Next, you will go through each section in the menu.
-
Click the Websites & Mobile Apps option in the left-side menu.
You can see that Instana is monitoring a website named
Robot Shop Website
. This is the set of webpages associated with the Robot Shop sample application that is deployed on OpenShift on IBM Z. Instana supports website monitoring by analyzing browser request times and route loading times. It allows detailed insights into the web browsing experience of users, and deep visibility into application call paths. The Instana website monitoring solution works by using a lightweight JavaScript agent, which is embedded into the monitored website. -
Click the Robot Shop Website hyperlink.
With website monitoring, there are numerous filters and tabs with more information.
-
You can Navigate through the various tabs to show more data - Speed, Resources, HTTP requests, and Pages.
In the next section, you'll explore the application metrics for the Robot Shop resources running on OpenShift.
-
Click the Applications option in the left side menu.
This Instana instance has many applications configured. We will be exploring a few of them during this lab, primarily the robot-shop application.
You may find it easier to use the search bar to the top right (under the timeframe selection).
-
Click the robot-shop application hyperlink.
An application perspective represents a set of services and endpoints that are defined by a shared context and is declared using tags. For example, in this tutorial, the robot-shop application perspective encompasses all services and endpoints that meet the tag
kubernetes-namespace=robot-shop
.Alongside the Robot Shop application running in OpenShift, there is a container running a Python application that generates load to each microservice. The metrics you see now in the application perspective are coming from that load generator. At the top of the page, you can see the total number of calls, the number of erroneous calls, and the mean latency for each call over the past hour.

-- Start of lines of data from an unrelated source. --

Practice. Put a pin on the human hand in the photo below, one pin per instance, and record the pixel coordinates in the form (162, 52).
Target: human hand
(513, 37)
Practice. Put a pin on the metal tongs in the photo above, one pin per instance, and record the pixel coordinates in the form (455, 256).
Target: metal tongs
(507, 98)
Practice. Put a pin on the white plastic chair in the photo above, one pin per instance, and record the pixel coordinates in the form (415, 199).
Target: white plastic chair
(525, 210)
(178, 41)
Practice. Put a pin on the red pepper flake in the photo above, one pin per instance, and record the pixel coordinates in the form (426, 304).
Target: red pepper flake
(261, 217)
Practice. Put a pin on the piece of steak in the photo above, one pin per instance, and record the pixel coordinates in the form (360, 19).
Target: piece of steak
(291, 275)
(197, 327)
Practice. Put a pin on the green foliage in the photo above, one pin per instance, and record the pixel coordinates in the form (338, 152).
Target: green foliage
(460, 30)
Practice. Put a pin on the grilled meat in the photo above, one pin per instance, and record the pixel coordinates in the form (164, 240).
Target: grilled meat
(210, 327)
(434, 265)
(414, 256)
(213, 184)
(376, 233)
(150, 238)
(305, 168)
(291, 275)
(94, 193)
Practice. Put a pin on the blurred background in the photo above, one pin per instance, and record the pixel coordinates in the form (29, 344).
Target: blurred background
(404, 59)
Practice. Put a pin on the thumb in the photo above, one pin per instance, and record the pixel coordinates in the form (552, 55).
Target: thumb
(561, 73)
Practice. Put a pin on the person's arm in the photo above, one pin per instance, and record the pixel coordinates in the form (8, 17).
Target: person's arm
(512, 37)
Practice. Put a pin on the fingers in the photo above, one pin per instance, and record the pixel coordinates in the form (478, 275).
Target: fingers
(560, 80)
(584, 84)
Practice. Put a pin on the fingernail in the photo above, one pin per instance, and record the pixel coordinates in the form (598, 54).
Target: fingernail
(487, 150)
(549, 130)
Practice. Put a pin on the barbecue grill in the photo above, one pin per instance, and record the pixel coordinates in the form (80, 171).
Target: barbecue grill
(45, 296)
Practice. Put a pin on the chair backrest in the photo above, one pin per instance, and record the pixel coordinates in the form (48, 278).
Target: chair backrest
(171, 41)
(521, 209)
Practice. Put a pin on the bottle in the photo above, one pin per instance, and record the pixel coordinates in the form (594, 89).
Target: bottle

As with the Websites & Mobile Applications section, the Application perspective has various tabs that contain different information. When it comes to microservices, one of the most helpful tabs in the Application perspective is the Dependency graph.
-
Click the Dependencies tab.
The dependency graph offers a visualization of each service in the Application perspective, which services interact with each other, and visual representations of errors, high latency, or erroneous calls.
There are more tabs in the Application perspective related to each individual service, error and log messages, the infrastructure stack related to the tag, and options to configure the Application perspective.
-
Click through each of the tabs.
If you pay attention while clicking through these tabs, you will notice that the payments service has an unusually high number of erroneous calls, and you could dig into the specific calls to start debugging these errors.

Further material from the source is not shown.